AI for Water Sustainability: Global Water Quality Assessment and Prediction with Explainable AI with LLM Chatbot for Insights
It addresses water sustainability by improving prediction accuracy for proactive control, particularly in developing countries like Nepal, but is incremental as it applies existing methods to new data.
This paper tackled the problem of water quality monitoring by developing hybrid deep learning models to predict Water Quality Index (WQI) and classify water quality using a large global dataset, achieving an average RMSE of 1.2, R squared of 0.99, and 99% accuracy.

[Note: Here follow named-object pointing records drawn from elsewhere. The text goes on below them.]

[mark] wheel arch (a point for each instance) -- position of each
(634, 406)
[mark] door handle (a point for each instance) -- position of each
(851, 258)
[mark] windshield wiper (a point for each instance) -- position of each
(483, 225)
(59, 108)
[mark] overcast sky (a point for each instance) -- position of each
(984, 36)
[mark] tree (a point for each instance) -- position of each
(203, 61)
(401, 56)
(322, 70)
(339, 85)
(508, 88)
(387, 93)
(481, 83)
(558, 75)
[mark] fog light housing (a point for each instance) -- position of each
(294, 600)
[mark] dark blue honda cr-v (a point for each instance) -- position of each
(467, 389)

Ensuring safe water supplies requires effective water quality monitoring, especially in developing countries like Nepal, where contamination risks are high. This paper introduces various hybrid deep learning models to predict on the CCME dataset with multiple water quality parameters from Canada, China, the UK, the USA, and Ireland, with 2.82 million data records feature-engineered and evaluated using them. Models such as CatBoost, XGBoost, and Extra Trees, along with neural networks combining CNN and LSTM layers, are used to capture temporal and spatial patterns in the data. The model demonstrated notable accuracy improvements, aiding proactive water quality control. CatBoost, XGBoost, and Extra Trees Regressor predicted Water Quality Index (WQI) values with an average RMSE of 1.2 and an R squared score of 0.99. Additionally, classifiers achieved 99% accuracy, cross-validated across models. SHAP analysis showed the importance of indicators like F.R.C. and orthophosphate levels in hybrid architectures' classification decisions. The practical application is demonstrated along with a chatbot application for water quality insights.